講義でお話した通り2をしっかり意識して下さい。

 

1抵当権設定時に土地の上に建物が存在すること

2抵当権設定時に土地と建物の所有者が同一であること

3土地と建物の一方または双方に抵当権が存在すること

4競売の結果、土地と建物の所有者が別々になること

 

所有者が同一であるか否かは、

登記の名義ではなく事実状態で判断するという点は覚えておいてください。

 

試験では

土地と建物が同一人に帰属した後に土地に2番抵当権とあると

1番抵当権がまだある以上、土地の1番抵当権者に損をさせてはならないので法定地上権不成立です。
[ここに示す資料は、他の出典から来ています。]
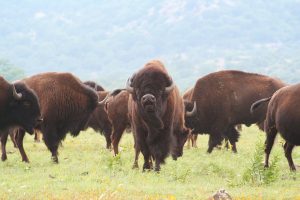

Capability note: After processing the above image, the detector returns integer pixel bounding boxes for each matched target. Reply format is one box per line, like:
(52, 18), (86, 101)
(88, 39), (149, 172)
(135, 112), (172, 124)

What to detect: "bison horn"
(126, 77), (133, 93)
(165, 80), (175, 94)
(12, 84), (22, 100)
(98, 93), (110, 105)
(185, 101), (197, 117)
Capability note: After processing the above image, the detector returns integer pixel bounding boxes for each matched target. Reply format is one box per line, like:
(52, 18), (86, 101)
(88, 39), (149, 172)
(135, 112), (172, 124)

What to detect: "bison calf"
(251, 84), (300, 171)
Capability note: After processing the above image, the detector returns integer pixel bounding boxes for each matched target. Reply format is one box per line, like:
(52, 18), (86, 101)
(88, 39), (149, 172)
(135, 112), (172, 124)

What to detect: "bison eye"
(23, 101), (31, 107)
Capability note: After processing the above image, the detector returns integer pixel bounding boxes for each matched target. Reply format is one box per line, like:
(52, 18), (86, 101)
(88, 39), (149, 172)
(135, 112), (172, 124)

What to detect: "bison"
(251, 84), (300, 171)
(83, 81), (105, 91)
(0, 77), (43, 161)
(105, 89), (131, 155)
(7, 72), (98, 163)
(126, 61), (188, 171)
(186, 70), (285, 153)
(87, 91), (112, 149)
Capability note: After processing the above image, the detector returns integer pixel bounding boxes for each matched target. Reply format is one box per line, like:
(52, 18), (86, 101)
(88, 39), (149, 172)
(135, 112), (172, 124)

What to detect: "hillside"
(0, 0), (300, 90)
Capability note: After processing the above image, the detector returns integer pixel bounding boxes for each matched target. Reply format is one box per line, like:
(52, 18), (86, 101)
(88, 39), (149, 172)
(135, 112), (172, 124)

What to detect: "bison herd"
(0, 60), (300, 171)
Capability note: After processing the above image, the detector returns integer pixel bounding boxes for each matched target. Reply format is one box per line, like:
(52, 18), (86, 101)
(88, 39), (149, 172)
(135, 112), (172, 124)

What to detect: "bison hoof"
(1, 155), (7, 161)
(132, 163), (139, 169)
(264, 164), (269, 168)
(51, 156), (58, 164)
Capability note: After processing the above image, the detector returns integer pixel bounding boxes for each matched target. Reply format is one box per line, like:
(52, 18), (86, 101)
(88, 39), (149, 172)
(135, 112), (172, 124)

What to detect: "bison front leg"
(9, 129), (18, 148)
(265, 128), (277, 167)
(44, 133), (59, 164)
(1, 131), (8, 161)
(192, 134), (198, 148)
(284, 142), (296, 171)
(104, 132), (111, 149)
(15, 128), (29, 163)
(111, 122), (126, 155)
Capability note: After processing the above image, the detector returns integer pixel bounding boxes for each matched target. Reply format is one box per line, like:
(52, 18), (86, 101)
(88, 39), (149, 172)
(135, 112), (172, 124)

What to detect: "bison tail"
(250, 97), (272, 114)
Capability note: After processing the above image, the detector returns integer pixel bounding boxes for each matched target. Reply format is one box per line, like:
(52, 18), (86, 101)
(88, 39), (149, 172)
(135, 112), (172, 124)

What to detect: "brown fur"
(87, 91), (112, 149)
(17, 72), (98, 162)
(0, 77), (41, 161)
(129, 61), (187, 171)
(186, 70), (285, 153)
(106, 90), (130, 155)
(265, 84), (300, 171)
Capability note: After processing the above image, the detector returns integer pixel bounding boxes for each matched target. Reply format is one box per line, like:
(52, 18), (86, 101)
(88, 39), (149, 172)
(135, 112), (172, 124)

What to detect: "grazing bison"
(0, 77), (42, 161)
(87, 91), (112, 149)
(105, 90), (131, 155)
(186, 70), (285, 153)
(83, 81), (104, 91)
(126, 61), (188, 171)
(10, 72), (98, 163)
(251, 84), (300, 171)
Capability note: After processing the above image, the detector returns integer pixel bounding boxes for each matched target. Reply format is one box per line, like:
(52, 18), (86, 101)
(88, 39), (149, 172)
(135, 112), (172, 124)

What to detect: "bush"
(243, 140), (279, 185)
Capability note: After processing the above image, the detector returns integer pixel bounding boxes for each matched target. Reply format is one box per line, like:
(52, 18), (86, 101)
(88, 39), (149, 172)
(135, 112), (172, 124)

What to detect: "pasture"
(0, 126), (300, 200)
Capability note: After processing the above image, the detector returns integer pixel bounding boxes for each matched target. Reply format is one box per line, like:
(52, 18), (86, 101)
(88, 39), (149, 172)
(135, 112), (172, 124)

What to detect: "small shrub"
(242, 140), (279, 185)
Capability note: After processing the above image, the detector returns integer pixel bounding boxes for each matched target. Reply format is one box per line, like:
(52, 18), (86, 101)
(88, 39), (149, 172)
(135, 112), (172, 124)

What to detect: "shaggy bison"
(251, 84), (300, 171)
(87, 91), (112, 149)
(126, 61), (188, 171)
(105, 90), (131, 155)
(11, 72), (98, 163)
(0, 77), (42, 161)
(83, 81), (105, 91)
(186, 70), (285, 153)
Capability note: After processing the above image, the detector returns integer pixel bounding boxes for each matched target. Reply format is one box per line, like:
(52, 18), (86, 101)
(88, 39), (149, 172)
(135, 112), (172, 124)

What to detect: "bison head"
(5, 82), (43, 134)
(126, 71), (175, 129)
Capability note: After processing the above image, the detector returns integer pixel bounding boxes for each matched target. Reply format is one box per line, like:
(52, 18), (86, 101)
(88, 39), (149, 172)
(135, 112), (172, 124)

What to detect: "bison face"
(126, 73), (175, 129)
(172, 129), (189, 160)
(6, 83), (42, 134)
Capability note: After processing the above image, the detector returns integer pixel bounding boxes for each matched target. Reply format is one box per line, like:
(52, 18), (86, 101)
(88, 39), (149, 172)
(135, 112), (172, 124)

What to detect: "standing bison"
(83, 81), (104, 91)
(251, 84), (300, 171)
(105, 90), (130, 155)
(87, 91), (112, 149)
(126, 61), (188, 171)
(0, 77), (42, 161)
(186, 70), (285, 153)
(11, 72), (98, 163)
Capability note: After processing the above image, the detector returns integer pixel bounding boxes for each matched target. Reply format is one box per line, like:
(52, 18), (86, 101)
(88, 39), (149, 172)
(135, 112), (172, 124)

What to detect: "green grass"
(0, 127), (300, 199)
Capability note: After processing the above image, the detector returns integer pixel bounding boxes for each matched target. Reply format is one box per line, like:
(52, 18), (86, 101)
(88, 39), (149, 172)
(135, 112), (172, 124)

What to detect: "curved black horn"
(185, 101), (197, 117)
(165, 79), (175, 94)
(12, 84), (22, 100)
(250, 97), (272, 114)
(126, 77), (133, 93)
(98, 93), (110, 105)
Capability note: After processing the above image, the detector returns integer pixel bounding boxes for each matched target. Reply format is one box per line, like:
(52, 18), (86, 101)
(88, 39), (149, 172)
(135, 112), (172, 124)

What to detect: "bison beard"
(11, 72), (98, 163)
(126, 61), (187, 171)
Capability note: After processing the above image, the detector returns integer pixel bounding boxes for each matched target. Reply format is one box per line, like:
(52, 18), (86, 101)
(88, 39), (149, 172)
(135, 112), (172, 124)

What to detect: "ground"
(0, 127), (300, 200)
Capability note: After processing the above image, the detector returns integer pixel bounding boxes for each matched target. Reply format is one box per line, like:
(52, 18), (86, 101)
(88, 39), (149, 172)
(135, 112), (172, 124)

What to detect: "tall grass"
(0, 127), (300, 200)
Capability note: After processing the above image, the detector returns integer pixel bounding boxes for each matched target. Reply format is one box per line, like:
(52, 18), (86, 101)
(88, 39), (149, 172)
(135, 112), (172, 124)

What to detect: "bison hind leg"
(44, 131), (61, 163)
(284, 142), (296, 171)
(207, 133), (223, 153)
(225, 126), (240, 153)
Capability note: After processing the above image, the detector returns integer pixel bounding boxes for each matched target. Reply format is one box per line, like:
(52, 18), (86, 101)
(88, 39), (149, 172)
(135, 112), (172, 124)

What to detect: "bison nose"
(142, 94), (156, 103)
(36, 117), (44, 123)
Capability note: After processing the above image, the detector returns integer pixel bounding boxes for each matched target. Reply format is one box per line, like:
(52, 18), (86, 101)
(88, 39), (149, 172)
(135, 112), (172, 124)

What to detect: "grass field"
(0, 127), (300, 199)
(この場合、競売前に1番抵当権が消滅している場合は成立します)

 

あとテキスト記載無いですが

土地と建物が同一人に帰属した後建物に2番抵当権とあれば

1番抵当権者からすれば法定地上権成立した方がよいので

2番抵当権で判断して法定地上権成立となります。

建物を壊さないでしかも抵当権者にも損をさせないからです。

 

 

ここは判例がたくさんありますが結論を全部暗記などせず

理解すると暗記の部分がかなり減るのが法定地上権です。

 

  一括競売

法定地上権が成立しない場合に

更地に抵当権設定した後に建物を築造したケースがあります。

その場合に一括競売というものがあります。

 

抵当権を実行して競売にかけることができるのは、

抵当権がついている土地だけのはずですが、土地だけ競売にかけて、

土地の上の建物に法定地上権の成立を認めると、

競売にかけても安い値段しかつけられないことになって、

抵当権者のに損をさせることになります。

 

(基本的に、宅地というのは更地が最も価値が高いから、

更地としての担保価値を抵当権者は高く評価していたはずだからです)

 

そこで、更地に抵当権を設定した後、抵当地に建物が築造されたときは、

土地と共に建物を競売にかけることができる

「一括競売」が可能となります。

 

抵当権がついている土地だけでなく、

うわものの建物についても競売にかけることができるのです。

 

建物の所有者からすれば抵当権設定していない建物を売られますが

結果的にはそちらの方が良いのは講義でお話した通りです。

 

抵当権者が優先的に弁済を受けることができるのは、

抵当権の権利がある土地の代金についてのみで、

建物の代金については、建物の所有者に支払われることになります。

 

  抵当権の順位譲渡・順位放棄(譲渡・放棄)

近年の過去問の出題回数は多いところですが正答率があがらないポイントです。

文章での解説を読んでも計算にアレルギーがあると逃げたくなる嫌な所だからです。

 

ただ令和5年・令和元年・平成27年・平成18年と

これだけ出題されているのですから完全捨てるのはもったいないですね。

 

講義通りに

下記に記載する最低限の知識を持って過去問トライしてみて下さい。

それで出来る範囲で解答できるくらいになるのは可能な方は多いはずです。

 

抵当権の順位の放棄・順位の譲渡

先順位の抵当権者が後順位の担保権者(抵当権者)に対してする処分です。
 

順位譲渡の場合は、優先順位あげちゃう。
順位放棄の場合は、あげた先順位の抵当権者ともらった後順位の担保権者(抵当権者)が同順位となり、

それぞれの債権額に応じて配当金を配分します。放棄はいっしょにつかうのですね。

譲渡はあげる・放棄は共有のイメージです。

 

もし1番抵当権者が3番抵当権者に放棄した場合

2番抵当権者は部外者なので影響がないという点を知っておいてください。

 

順位という文言がない抵当権の譲渡・放棄は

抵当権を無担保債権者に対してする抵当権の処分です。
 

抵当権者が抵当権者以外に対して、その抵当権を譲渡・放棄するということです。

 

 

  根抵当権とは

根抵当権は、一定の範囲内の不特定の債権を設定した金額の範囲内で担保するために、不動産に設定された抵当権のことです。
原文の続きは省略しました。